Group Attempts To Undercut Solar Initiative With Rival Amendment

The latest flare-up in Florida’s solar wars emerged last week.

A group sided with Florida’s utility industry and announced it is gathering petitions for a rival constitutional amendment that would give consumers a right to do what they already can — put rooftop solar on their homes and be regulated by government.

The effort was blasted by supporters of the Solar Choice amendment as an attempt to undercut their proposal to allow homeowners and businesses to sell solar power up to two megawatts and prohibit government from erecting barriers to rooftop solar in Florida. That amendment is opposed by Florida’s public and private utility monopolies who want to control the sale of all solar power in Florida.

The new group calls itself “Consumers for Smart Solar” and warns that by allowing rooftop solar, customers who don’t take advantage of solar will subsidize those who do. Currently, homeowners may install rooftop solar panels on their homes but cannot sell excess electricity they generate back to the grid. Electricity companies generate solar power using green fields and can sell it to whomever they wish.


“We believe that their amendment language will lead to a variety of unintended consequences that will hurt Florida’s consumers,” said Jim Kallinger, the head of the conservative Florida Faith and Freedom Coalition and a co-chairman of Consumers for Smart Solar.


“This is an effort to deceive and confuse voters,” said Mike Antheil, executive director of the Florida Solar Energy Industries Association and a member of Floridians for Solar Choice during a conference call with reporters. “We are going to do exactly what we’ve been doing, which is to continue to speak the truth about solar power and who is blocking solar power in Florida.”

Floridians have the right to install solar now, but they have to pay for the initial cost and own it themselves.
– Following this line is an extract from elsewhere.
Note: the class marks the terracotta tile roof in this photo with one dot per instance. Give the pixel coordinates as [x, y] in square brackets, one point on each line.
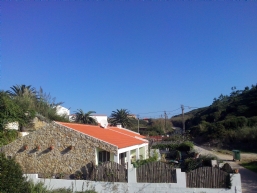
[109, 135]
The amendment is designed to encourage homeowners to lease their rooftops for small-scale solar and sell energy back to the grid.

State and local governments now can charge people a differential on the cost of subsidizing backup power and electric grid access, which most don’t do, but if the Solar Choice amendment were to pass they would be prohibited from imposing new fees on solar users.

Kallinger accused the Solar Choice amendment of being driven by “out-of-state solar utilities who want to operate in a way that is heavily subsidized and dangerously unregulated.” But Tory Perfetti, chairman of Floridians for Solar Choice, countered that the amendment will help customers “take control of their bill.” He and other supporters of the amendment contend that more solar power will result in less need to build expensive power plants and therefore lower the cost of electricity for all utility customers.

Florida-based solar companies and environmental groups tried unsuccessfully for years to get the Florida Legislature and the Public Service Commission to expand solar in Florida before launching the original amendment effort. Supporters include the Florida Retail Federation, the Southern Alliance for Clean Energy, the League of Women Voters, the Christian Coalition and Conservatives for Energy Freedom.


“We know better than anyone that the monopoly utilities will stop at pretty much nothing to slow or eliminate the growth of distributed energy,” said Antheil of the Solar association.

The rival group, Consumers for Smart Solar, which has not announced its sponsors, includes a bipartisan group of activists: Dick Batchelor, a former Democrat state legislator from Orlando; Screven Watson, a Democratic political consultant; former Public Service Commission Chairman Matthew Carter; Florida State Hispanic Chamber of Commerce President Julio Fuentes; and Billy Tucker, former executive director of the First Coast Tea Party.

The ballot language was written by John Sowinski, an expert in petition drives who has helped thwart amendments related to gambling initiatives, the sugar tax and the Hometown Democracy initiative.

Under existing law, Florida has some of the lowest solar investment in the nation with less than 0.1 percent of all energy usage.

Floridians for Solar Choice has collected nearly 100,000 of the more than 683,000 signatures needed to get on the November 2016 ballot and has earned enough support to get a hearing on the ballot language in September.